Quando la società crolla e l’essere umano è sconfitto non sappiamo cosa fare con queste persone. La reclusione in carcere è la soluzione che abbiamo dato come società. Ma queste carceri molto spesso diventano scuola di delinquenza e non di riabilitazione, come dovrebbero. Fra queste ci sono le APAC che sono nate in Brasile e che a poco a poco si stanno estendendo. Un sistema di reclusione dove la persona che arriva è considerata come uno da recuperare e non un detenuto, che viene chiamata con il suo nome e non con un numero. Protagonista della sua vita, la si aiuta a comprendere il suo errore e la necessità di chiedere perdono e a reinserirsi come membro attivo nella società. Un metodo dove la comunità opera un cambiamento e crea ponti recuperando i suoi figli e le sue figlie che un giorno hanno commesso un errore; dove queste persone da recuperare hanno le chiavi delle porte e man mano assieme agli altri capiscono la dignità di essere figli di Dio, il pentimento e il loro valore come persone per la società.

Il modo in cui si vive nei paesi con maggiori risorse sta esaurendo un pianeta finito. Le relazioni commerciali internazionali stanno impoverendo tanti a beneficio di pochi… promuovere un nuovo stile di vita è fondamentale per cambiare i paradigmi e i valori che si dimostrano come gli unici validi per un esito sociale e per la felicità. In una società in cui il possesso e il consumo prevalgono sull’essere, bisogna proporre nuovi stili di vita. Anche in questo siamo coinvolti in Europa: proponendo nuovi stili di vita, di impegno, di responsabilità nel consumo, nell’economia, ecc.

Potremo così proseguire con attività legate ad un’educazione impegnata con gli esclusi delle periferie delle nostre città, nell’attenzione ai malati mostrando il volto di Dio che li accompagna e la mano di Dio che se ne prende cura, nell’attenzione ai senzatetto, alle persone con dipendenze, ecc.

Come missionari siamo e dobbiamo rendere tutti consapevoli della realtà di un mondo globalizzato che richiede un’azione congiunta, una nuova presa di posizione. Perciò, ogni nostra piccola azione, tutti i nostri granelli di sabbia danno forma a piccole montagne dove salire, vedere e sognare un mondo diverso.
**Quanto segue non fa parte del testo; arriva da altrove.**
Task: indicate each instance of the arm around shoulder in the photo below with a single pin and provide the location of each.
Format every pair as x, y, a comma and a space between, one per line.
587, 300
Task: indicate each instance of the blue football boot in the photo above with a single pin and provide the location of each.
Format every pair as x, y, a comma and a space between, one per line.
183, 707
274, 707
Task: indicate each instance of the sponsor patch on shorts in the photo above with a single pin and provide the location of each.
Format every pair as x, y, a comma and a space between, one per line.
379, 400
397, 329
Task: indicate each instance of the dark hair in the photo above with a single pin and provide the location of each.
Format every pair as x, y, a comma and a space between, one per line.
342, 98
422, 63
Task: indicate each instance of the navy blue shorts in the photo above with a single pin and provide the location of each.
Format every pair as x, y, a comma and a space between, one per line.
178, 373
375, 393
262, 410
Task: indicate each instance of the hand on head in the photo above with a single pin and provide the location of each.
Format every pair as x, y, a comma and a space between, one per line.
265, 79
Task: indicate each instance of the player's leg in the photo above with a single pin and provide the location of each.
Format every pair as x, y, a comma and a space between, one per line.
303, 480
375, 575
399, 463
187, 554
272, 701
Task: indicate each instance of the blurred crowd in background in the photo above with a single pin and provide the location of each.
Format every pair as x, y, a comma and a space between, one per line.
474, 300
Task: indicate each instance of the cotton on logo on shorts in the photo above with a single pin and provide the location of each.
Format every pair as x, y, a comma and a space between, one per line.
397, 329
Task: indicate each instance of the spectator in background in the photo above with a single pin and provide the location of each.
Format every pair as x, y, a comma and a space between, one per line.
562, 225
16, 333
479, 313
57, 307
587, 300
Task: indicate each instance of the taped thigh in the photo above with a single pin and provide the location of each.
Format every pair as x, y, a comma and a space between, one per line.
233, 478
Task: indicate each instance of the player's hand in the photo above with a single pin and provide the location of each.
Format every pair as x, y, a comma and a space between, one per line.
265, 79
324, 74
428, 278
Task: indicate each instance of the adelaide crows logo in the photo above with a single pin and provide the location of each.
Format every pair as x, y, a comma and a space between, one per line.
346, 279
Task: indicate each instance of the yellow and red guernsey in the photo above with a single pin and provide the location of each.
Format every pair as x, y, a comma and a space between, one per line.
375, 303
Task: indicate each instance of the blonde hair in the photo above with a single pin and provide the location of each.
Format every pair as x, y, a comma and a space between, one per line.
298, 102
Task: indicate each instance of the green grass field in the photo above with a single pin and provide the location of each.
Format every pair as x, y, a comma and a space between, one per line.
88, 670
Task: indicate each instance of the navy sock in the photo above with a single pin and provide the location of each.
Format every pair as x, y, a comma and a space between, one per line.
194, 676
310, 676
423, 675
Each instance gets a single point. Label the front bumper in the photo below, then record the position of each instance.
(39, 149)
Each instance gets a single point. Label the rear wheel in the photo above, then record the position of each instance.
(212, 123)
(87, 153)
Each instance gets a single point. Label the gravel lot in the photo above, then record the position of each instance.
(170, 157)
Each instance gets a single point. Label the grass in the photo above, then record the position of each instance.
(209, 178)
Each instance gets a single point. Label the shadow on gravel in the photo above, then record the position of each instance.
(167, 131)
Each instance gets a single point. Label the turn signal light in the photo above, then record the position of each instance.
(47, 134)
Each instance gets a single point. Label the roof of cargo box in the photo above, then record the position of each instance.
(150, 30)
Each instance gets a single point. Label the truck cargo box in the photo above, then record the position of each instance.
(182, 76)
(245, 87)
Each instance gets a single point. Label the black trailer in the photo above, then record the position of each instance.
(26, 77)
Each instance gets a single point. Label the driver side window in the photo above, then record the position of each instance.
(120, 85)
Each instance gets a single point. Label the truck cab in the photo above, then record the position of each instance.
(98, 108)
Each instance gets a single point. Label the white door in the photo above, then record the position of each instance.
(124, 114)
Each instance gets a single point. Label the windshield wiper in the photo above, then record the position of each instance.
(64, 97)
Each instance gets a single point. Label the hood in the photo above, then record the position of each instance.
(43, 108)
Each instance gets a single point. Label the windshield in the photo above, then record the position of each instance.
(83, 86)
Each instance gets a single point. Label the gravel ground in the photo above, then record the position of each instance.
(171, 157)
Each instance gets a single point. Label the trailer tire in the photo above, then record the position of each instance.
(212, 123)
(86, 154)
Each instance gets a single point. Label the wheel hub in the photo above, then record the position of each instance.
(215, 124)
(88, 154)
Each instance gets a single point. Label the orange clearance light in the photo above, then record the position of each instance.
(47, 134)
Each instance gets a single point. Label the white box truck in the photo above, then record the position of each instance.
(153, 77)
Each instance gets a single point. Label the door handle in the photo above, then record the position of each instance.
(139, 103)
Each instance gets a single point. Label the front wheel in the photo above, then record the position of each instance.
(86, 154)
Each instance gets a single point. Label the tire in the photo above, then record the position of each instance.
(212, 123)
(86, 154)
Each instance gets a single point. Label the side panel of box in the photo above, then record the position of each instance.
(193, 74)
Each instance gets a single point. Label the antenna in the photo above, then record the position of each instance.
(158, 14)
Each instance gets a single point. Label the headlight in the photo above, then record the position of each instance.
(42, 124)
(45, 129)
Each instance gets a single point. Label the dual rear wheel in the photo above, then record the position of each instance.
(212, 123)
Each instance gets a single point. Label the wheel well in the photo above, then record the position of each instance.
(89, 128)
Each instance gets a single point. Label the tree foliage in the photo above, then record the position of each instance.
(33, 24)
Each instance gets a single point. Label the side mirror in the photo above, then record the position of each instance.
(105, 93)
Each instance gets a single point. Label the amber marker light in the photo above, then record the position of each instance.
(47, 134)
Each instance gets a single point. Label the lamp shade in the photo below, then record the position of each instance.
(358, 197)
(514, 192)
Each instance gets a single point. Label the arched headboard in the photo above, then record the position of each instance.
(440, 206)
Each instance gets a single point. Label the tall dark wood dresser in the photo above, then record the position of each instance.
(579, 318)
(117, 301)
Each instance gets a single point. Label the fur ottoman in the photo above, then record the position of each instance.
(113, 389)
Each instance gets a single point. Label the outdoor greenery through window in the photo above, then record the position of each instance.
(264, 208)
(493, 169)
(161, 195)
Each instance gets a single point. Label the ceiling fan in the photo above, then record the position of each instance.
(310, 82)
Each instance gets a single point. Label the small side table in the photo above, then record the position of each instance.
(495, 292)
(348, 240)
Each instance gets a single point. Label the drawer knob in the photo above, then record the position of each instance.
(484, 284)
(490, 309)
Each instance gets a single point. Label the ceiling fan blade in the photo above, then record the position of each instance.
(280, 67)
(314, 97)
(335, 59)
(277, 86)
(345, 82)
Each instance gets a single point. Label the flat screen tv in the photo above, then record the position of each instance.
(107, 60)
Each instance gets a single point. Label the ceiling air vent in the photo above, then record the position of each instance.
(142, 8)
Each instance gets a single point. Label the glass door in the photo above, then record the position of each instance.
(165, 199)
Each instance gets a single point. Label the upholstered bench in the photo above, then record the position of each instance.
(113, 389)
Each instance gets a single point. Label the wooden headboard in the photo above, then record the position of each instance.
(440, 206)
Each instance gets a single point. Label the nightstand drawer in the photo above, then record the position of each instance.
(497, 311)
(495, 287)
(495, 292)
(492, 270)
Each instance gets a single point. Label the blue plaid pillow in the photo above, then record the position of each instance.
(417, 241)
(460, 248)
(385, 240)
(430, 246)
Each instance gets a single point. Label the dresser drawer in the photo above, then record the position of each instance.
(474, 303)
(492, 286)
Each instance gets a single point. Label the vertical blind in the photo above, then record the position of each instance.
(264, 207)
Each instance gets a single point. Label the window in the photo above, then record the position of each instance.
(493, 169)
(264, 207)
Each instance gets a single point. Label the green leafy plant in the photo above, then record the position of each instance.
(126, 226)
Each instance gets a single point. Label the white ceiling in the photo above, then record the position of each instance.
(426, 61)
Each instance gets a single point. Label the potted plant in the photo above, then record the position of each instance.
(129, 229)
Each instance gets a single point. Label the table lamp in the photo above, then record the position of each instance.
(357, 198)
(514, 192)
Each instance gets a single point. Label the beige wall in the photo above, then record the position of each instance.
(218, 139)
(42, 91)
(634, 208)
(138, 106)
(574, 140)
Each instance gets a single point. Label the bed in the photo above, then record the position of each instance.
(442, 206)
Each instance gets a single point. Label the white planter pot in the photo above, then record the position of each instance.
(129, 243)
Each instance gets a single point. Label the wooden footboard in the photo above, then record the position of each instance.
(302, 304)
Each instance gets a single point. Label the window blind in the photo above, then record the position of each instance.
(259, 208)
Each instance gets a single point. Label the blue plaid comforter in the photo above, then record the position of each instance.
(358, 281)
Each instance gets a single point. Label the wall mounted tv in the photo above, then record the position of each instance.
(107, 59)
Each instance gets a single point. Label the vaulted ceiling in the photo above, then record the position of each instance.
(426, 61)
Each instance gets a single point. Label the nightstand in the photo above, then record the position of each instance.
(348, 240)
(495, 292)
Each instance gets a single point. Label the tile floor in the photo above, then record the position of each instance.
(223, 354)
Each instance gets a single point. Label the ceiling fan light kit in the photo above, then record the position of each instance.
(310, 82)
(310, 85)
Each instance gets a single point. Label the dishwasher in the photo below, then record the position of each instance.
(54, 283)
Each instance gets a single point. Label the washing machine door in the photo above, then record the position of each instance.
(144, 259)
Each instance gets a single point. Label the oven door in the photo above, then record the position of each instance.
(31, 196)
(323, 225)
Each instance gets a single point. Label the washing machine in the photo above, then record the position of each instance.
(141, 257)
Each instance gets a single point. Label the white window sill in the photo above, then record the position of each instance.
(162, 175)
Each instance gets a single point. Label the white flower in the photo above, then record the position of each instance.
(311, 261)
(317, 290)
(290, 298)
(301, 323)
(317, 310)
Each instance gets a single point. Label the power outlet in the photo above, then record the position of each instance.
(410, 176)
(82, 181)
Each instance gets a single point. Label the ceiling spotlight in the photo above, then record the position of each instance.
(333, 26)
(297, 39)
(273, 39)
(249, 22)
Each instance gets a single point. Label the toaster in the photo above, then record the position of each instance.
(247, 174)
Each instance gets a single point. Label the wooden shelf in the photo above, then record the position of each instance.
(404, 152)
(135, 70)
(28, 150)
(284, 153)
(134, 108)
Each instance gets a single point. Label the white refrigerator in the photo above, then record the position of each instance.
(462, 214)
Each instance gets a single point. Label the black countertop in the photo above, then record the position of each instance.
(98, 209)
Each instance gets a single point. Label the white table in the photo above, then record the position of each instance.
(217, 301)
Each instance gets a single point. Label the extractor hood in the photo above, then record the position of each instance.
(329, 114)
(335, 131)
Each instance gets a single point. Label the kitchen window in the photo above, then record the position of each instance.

Salire con la gente con cui viviamo tutti i giorni. Chiamati in particolare a quanti vivono sommersi senza possibilità di vedere un orizzonte, di uscire dalle proprie difficoltà, siamo chiamati ad alzare la testa e a guardare avanti, ad animare e accompagnare queste comunità. Siamo chiamati a stare lì dove nessuno vuole andare.

Tutti chiamati a lottare in maniera globale per i problemi che sono globali, ad unirci e ad essere promotori di reti di solidarietà in questa umanità che abita la casa comune, che dimostra ogni giorno di essere più piccola.

E in mezzo, mettere Gesù, la persona che ha cambiato la nostra vita. Dio è un diritto di ogni uomo e di ogni donna. Ci sentiamo responsabili di far conoscere la Buona Novella, di presentare un Dio vivo che sta in mezzo a noi, che cammina con noi, che come ci ha mostrato Gesù di Nazaret non ci abbandona e ci accompagna sempre. Dentro ogni persona, nel più bisognoso, nella comunità, Dio aspetta ciascuno di noi, per trasformare la nostra vita, riempirla di felicità, di una felicità profonda. Dio ci aspetta per darci l’acqua viva, quell’acqua che colma la sete dell’essere umano.

Che il Signore ci dia le forze per poter essere sempre presenti e accompagnare, essere uno strumento che porta le persone ad incontrarlo e ci tenga sempre accanto a lui nel cammino.